In a Nutshell: Launched in mid-2017, BurstIQ’s software-as-a-service (SaaS) platform aims to empower patients, health care providers and researchers by better leveraging and sharing data. Pricing is based on a traditional SaaS model, with base and transactional fees.

Security is a HIPAA-mandated priority, and BurstIQ leverages blockchain to balance data privacy with approved access. “It was a little difficult at first for some of the hospitals and health-care providers to understand it,” Jackson says. “As we move forward, people understand that this technology really does have a benefit.”

Ricotta points to the ability to add a “trust layer” to people’s health information and allow them to share it as they see fit, with doctors, researchers and even friends. “It allows lots of disparate parties to come together and collaborate, and still understand who owns what,” he says.

He cites “70 amazing projects on the platform,” and notes, “If you want to build a digital app and you want to use blockchain, I think we’ve got the best platform to do that.
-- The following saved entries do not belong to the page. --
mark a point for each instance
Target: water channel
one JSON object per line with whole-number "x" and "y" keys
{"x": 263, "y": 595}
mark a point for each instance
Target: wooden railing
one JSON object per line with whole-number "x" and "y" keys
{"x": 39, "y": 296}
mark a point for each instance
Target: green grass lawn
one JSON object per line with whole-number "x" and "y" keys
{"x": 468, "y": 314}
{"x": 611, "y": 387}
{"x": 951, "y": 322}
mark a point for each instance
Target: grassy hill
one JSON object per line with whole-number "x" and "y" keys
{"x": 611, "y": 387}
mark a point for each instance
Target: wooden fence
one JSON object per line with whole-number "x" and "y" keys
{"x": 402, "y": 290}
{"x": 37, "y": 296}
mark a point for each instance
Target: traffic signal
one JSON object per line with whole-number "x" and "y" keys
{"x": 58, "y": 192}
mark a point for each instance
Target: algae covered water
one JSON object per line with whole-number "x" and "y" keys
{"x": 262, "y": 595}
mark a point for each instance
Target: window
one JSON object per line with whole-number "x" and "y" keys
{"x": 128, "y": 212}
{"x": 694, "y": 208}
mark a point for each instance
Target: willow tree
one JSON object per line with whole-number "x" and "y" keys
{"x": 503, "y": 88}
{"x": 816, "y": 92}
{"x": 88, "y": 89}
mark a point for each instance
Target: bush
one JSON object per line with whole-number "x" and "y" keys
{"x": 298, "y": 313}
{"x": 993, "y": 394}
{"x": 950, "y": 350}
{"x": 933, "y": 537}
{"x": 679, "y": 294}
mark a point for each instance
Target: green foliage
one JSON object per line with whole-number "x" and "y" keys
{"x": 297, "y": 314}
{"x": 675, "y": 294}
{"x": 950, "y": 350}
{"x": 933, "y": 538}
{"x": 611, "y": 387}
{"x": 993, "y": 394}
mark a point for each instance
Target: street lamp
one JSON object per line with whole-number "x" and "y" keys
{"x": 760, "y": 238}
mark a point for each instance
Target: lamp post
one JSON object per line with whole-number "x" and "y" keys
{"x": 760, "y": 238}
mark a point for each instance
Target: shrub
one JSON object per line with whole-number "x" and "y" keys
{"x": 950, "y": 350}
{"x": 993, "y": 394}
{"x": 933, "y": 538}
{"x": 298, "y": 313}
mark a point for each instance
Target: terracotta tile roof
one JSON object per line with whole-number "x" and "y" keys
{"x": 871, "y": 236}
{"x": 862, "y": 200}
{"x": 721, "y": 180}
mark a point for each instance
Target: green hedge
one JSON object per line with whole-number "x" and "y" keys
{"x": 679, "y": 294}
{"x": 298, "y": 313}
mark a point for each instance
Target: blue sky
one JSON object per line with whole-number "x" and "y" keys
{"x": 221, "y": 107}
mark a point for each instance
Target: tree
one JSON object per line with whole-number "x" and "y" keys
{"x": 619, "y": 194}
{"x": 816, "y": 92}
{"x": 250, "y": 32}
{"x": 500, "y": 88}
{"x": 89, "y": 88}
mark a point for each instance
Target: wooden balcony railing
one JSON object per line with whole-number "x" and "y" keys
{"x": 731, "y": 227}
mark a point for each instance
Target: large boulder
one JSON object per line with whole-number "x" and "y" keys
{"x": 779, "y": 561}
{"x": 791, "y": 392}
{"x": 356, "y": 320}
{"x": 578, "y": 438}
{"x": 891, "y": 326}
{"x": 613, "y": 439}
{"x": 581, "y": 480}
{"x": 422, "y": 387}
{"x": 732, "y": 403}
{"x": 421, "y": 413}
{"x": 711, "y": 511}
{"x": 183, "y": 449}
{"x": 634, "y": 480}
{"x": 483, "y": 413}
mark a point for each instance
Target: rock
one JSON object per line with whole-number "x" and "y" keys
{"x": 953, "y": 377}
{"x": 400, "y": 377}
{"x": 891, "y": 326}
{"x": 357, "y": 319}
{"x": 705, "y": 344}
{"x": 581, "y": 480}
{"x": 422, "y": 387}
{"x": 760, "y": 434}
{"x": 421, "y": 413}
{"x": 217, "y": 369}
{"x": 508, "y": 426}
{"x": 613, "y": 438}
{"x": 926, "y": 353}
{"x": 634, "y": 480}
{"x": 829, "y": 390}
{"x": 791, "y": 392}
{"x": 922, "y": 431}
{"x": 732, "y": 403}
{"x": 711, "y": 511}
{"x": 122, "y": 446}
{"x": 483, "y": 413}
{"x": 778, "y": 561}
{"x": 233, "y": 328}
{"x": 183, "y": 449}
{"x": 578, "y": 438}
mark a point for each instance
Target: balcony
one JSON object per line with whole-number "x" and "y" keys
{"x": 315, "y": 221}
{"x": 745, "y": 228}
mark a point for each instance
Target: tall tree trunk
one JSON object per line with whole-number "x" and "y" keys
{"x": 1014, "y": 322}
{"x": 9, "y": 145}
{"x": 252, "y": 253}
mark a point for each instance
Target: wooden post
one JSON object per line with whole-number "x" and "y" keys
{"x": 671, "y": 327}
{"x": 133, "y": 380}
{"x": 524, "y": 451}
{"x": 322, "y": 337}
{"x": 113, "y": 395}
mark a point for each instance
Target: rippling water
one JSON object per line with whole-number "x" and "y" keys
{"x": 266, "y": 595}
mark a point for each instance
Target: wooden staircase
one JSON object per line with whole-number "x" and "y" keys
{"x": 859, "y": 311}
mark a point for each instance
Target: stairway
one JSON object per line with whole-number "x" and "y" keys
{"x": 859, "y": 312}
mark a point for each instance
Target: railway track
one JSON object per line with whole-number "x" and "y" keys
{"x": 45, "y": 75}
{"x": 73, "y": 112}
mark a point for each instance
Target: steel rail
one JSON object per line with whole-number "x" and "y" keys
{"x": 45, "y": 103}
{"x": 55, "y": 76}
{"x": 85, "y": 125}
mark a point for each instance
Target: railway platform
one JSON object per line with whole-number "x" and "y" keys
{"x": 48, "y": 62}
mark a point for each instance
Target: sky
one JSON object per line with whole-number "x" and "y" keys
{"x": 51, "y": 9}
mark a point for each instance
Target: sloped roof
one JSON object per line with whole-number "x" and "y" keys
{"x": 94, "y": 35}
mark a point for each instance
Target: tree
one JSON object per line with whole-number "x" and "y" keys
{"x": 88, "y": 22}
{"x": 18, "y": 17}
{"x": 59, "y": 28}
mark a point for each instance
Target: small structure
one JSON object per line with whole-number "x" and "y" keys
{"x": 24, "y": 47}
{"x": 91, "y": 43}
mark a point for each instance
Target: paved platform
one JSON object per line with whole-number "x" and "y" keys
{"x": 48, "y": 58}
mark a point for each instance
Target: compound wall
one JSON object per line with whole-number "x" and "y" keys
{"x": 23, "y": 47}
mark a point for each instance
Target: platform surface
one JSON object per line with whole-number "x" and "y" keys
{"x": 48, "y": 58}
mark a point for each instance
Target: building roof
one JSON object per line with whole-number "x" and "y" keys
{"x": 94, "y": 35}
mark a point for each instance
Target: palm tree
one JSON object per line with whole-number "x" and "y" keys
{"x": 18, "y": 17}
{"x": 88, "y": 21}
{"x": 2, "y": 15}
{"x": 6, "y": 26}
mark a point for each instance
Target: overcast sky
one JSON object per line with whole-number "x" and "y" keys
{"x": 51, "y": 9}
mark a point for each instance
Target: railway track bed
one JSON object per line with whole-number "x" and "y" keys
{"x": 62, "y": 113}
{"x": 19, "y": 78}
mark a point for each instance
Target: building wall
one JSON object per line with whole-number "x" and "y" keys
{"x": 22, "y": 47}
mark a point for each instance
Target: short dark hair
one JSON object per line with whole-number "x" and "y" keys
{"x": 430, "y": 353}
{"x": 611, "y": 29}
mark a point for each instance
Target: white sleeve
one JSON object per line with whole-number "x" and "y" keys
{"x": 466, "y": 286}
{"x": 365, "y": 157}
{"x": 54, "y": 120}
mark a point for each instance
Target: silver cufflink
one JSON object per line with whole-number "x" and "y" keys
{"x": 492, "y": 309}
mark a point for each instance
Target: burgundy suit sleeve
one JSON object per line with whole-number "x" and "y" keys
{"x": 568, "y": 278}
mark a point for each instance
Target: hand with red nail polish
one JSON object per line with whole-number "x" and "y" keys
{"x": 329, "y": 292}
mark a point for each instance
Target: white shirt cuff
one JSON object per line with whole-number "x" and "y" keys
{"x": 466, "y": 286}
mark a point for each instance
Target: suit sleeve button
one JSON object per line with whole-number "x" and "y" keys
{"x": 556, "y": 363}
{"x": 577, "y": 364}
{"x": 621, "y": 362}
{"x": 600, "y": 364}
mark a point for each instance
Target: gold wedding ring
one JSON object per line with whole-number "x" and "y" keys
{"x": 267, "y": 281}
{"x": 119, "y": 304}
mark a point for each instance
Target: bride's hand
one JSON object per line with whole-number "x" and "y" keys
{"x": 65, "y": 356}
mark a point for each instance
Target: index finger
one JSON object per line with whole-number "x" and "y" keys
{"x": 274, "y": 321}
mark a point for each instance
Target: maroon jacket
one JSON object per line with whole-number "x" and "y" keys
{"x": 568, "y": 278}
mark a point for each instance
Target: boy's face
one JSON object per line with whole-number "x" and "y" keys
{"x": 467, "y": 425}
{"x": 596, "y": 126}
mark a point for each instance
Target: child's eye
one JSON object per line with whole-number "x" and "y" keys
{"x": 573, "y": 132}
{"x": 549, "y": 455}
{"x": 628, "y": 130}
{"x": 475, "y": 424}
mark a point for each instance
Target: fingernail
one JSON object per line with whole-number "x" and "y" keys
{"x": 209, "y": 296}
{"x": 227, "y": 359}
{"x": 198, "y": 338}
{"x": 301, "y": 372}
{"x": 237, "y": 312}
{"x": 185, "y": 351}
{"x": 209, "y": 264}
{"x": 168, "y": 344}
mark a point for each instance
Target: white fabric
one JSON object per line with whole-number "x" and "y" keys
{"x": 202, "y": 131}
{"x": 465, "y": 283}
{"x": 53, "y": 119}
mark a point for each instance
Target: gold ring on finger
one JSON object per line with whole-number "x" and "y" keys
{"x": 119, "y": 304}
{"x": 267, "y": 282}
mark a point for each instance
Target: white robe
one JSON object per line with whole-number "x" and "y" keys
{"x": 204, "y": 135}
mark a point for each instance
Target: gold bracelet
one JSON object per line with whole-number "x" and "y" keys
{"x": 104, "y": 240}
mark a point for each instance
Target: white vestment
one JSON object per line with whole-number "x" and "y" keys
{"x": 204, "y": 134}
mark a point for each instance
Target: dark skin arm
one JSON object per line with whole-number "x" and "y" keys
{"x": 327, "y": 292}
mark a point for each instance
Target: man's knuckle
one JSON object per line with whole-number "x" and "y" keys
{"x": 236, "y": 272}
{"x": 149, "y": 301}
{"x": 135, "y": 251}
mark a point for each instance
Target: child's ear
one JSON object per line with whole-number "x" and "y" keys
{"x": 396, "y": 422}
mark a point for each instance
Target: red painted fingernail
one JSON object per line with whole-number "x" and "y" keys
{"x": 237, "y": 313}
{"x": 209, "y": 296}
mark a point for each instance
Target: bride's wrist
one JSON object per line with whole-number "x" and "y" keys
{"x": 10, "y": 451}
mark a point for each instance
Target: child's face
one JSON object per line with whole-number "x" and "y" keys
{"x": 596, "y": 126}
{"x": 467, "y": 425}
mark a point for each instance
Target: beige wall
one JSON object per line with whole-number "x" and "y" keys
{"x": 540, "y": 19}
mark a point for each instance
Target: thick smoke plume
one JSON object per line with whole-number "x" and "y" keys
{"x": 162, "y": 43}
You can do that for free.” For example, Salt Lake City-based Empiric Health has helped 100 hospitals reduce costs in surgical workflow with the help of BurstIQ’s platform.

Spurred by the COVID-19 pandemic, BurstIQ launched Research Foundry in mid-March 2020. “When COVID came around it was, ‘How do we share this data?’” Jackson says. “That’s the premise of what we started the company around.”

Research Foundry “is an acceleration of our go-to-market plan with a broader data-sharing network,” says Ricotta, calling it a coalition of “researchers, public health officials, organizations both public and private, and innovators.”

With about 300 active participants, “We started seeing this cool collaborative ecosystem emerge between the innovators and researchers,” he adds. “It’s been a positive experience in this terrible pandemic we’re living through.”

In May, BurstIQ announced a collaboration with Hitachi Vantara and the American Heart Association (AHA) focused on the relationships between COVID-19 and other health conditions.

Wesley Wiggins, practice principal with Hitachi Vantara, says the goal is to “bring researchers who are looking to solve this problem to the data,” including imaging data from COVID-19 patients.

“Part of it is bringing the data itself to a virtual cloud environment through the [AHA’s] Precision Medicine Platform where researchers can log into,” Wiggins says. “They can be anywhere in the world, they can use this cloud environment that’s integrated with BurstIQ’s Research Foundry and work together in real time.”

Ricotta says the pandemic has catalyzed acceptance of collaboration around private health data. “People are a lot more comfortable in the virtual space, a lot more comfortable trying different access models,” he says. “The whole topic of security and privacy is going to take center stage now as we go into the next phase with all these jurisdictions, even here in the United States, talking about immunity passes and digital identities that validate your COVID status.”

The Market: Health IT is a global market of “several trillion dollars,” Ricotta says, noting that blockchain solutions could represent more than $4 billion of that by 2025. “When you really open up, it also extends into biotech and pharma as well as supply chain on the natural segment, as well as health and wellness tech.”

Financing: After a $250,000 seed round from First Mile Ventures, BurstIQ closed on a $5.5 million round led by Elsewhere Partners of Austin, Texas, in September 2019. “We pretty much have bootstrapped our company,” Jackson says.